A job is made for each arc except arcs with bad pixels. In that case, the center is recorded as 'nan'.

So when we go to record the center for each arc, we need to skip the indexes containing bad pixels. To do that, we just need to read the line index of the job. The multithreaded case did this, but the single threaded case did not.

I've updated the single threaded case to follow the same procedure as the multithreaded case.

Tests

I've run the new version in single threaded & multithreaded modes, and get the same results.

Here's an example compare single threaded runs before & after the fix: image

Comparing multithreaded before & single threaded after: image

I've done small refactors to the multithreaded case now, they pass too.

timothyfrankdavies commented 7 months ago

I've made a number of refactors, and thankfully they haven't complicated the diff too much. There's a couple of risky changes, but I'm retesting and will make changes as needed.

Happy to undo any of the refactors.

timothyfrankdavies commented 7 months ago

I've made a number of refactors, and thankfully they haven't complicated the diff too much. There's a couple of risky changes, but I'm retesting and will make changes as needed.
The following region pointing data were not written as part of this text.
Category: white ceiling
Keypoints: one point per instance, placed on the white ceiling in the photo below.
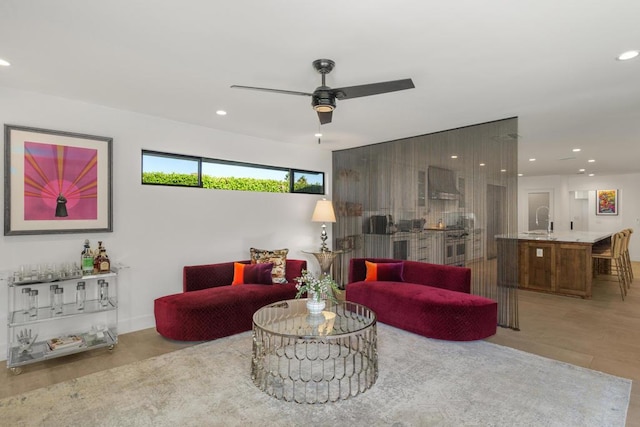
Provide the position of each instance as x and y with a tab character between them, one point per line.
549	62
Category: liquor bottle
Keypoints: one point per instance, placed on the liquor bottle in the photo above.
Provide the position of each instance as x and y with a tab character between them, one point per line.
86	259
80	296
58	301
104	294
102	260
33	303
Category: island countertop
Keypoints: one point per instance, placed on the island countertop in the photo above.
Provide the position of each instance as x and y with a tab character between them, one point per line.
559	236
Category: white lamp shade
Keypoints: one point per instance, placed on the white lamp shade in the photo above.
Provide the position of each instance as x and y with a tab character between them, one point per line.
323	212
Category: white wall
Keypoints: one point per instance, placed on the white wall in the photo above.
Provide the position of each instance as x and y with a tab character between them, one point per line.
158	230
560	186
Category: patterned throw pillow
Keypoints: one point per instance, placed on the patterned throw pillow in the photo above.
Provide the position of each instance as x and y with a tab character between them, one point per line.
255	274
384	272
277	257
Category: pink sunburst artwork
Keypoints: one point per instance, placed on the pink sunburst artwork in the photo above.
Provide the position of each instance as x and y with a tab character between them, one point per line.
60	182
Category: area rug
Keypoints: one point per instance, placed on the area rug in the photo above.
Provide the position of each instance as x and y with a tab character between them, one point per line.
422	382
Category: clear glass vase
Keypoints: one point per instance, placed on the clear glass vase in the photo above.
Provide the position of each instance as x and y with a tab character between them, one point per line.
315	305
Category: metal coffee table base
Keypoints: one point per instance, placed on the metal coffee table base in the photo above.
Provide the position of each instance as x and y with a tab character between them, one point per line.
314	369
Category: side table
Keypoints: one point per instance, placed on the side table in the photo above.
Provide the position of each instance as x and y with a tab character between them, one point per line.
325	260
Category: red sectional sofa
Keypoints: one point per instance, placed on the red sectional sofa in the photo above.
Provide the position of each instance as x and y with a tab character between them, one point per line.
431	300
210	308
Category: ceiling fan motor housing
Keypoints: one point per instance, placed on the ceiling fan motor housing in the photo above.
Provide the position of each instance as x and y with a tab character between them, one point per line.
323	100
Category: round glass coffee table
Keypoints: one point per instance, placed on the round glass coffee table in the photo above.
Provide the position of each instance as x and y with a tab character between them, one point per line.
321	358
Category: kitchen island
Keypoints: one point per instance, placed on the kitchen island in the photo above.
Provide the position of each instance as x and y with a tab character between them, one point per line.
559	263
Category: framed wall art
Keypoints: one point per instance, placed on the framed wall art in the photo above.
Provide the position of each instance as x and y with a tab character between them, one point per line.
56	182
607	202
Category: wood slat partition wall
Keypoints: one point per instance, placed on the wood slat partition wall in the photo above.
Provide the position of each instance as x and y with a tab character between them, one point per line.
388	179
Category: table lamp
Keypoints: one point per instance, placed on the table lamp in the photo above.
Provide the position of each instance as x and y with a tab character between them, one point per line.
323	213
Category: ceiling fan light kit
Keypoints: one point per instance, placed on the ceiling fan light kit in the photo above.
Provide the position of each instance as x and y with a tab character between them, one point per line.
323	99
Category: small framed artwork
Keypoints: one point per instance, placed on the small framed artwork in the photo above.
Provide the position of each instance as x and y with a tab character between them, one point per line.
56	182
607	202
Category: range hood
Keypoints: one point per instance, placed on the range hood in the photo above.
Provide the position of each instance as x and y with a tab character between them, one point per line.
442	184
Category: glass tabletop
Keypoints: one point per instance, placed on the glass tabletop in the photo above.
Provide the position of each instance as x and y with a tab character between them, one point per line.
291	318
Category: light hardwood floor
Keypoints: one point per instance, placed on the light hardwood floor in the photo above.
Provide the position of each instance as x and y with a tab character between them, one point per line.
602	334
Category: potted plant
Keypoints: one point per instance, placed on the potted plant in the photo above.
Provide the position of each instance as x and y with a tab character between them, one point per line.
317	290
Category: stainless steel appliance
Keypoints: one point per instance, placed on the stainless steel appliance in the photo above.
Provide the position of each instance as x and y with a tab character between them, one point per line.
455	246
380	224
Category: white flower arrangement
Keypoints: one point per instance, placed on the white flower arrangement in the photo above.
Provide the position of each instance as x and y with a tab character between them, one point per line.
324	287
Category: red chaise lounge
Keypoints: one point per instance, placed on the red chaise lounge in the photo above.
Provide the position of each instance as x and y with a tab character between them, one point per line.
428	299
210	308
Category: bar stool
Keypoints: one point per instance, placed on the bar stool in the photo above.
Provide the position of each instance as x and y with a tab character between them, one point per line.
624	253
627	257
613	254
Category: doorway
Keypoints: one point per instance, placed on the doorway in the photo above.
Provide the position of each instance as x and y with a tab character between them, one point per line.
539	211
496	217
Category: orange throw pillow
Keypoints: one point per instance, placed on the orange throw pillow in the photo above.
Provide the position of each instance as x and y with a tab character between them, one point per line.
256	274
384	272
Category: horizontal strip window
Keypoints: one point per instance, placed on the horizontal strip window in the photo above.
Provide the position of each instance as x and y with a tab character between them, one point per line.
188	171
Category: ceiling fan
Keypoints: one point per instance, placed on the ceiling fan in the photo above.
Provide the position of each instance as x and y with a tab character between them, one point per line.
323	99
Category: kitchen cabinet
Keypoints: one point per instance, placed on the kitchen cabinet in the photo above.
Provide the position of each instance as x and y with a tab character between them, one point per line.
558	263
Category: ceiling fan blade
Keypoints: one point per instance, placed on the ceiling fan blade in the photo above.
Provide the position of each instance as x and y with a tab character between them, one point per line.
325	117
372	89
264	89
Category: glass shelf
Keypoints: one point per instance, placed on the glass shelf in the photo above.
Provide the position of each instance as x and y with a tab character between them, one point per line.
40	350
45	314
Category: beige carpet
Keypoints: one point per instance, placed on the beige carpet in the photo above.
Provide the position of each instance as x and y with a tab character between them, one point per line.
422	382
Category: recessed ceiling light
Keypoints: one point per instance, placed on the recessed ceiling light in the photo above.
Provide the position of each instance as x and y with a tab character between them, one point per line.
630	54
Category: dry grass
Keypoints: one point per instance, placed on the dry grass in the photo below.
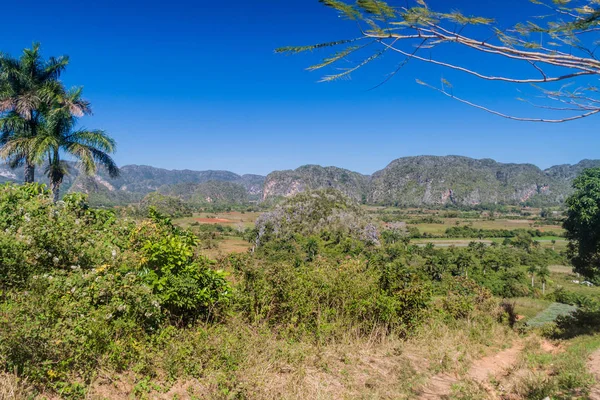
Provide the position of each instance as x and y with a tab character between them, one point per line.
232	218
13	388
227	246
373	367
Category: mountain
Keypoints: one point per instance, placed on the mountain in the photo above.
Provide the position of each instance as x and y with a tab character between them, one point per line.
436	180
461	180
288	183
210	192
414	181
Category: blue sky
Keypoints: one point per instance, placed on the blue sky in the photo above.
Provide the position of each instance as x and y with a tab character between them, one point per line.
197	85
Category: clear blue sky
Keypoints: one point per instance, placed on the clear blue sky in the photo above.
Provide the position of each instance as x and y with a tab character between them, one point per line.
196	84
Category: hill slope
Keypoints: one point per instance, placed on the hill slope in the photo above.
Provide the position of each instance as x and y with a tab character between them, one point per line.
415	181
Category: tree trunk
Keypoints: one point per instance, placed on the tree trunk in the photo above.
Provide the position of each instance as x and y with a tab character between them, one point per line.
29	172
55	191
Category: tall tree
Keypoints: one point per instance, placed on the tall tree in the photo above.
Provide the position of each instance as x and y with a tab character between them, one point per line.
583	224
532	269
551	49
543	273
58	135
29	87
Happy to undo any of the refactors.

I've now fixed the changes and retested, I get the same results as before the refactor. However, I've only tested the mpfit single-threaded codepath, on classic & ns data. The multithreaded codepath will be retested in #32.

I think the loggauss function hasn't been maintained for some time, as it used np instead of numpy and could have crashed if used. I've gone and renamed those just in case, but it's not necessarily worth it.

The refactor diff in github isn't quite as clean as one I viewed in vscode. Again, happy to undo the refactor if you think it makes it any harder to verify.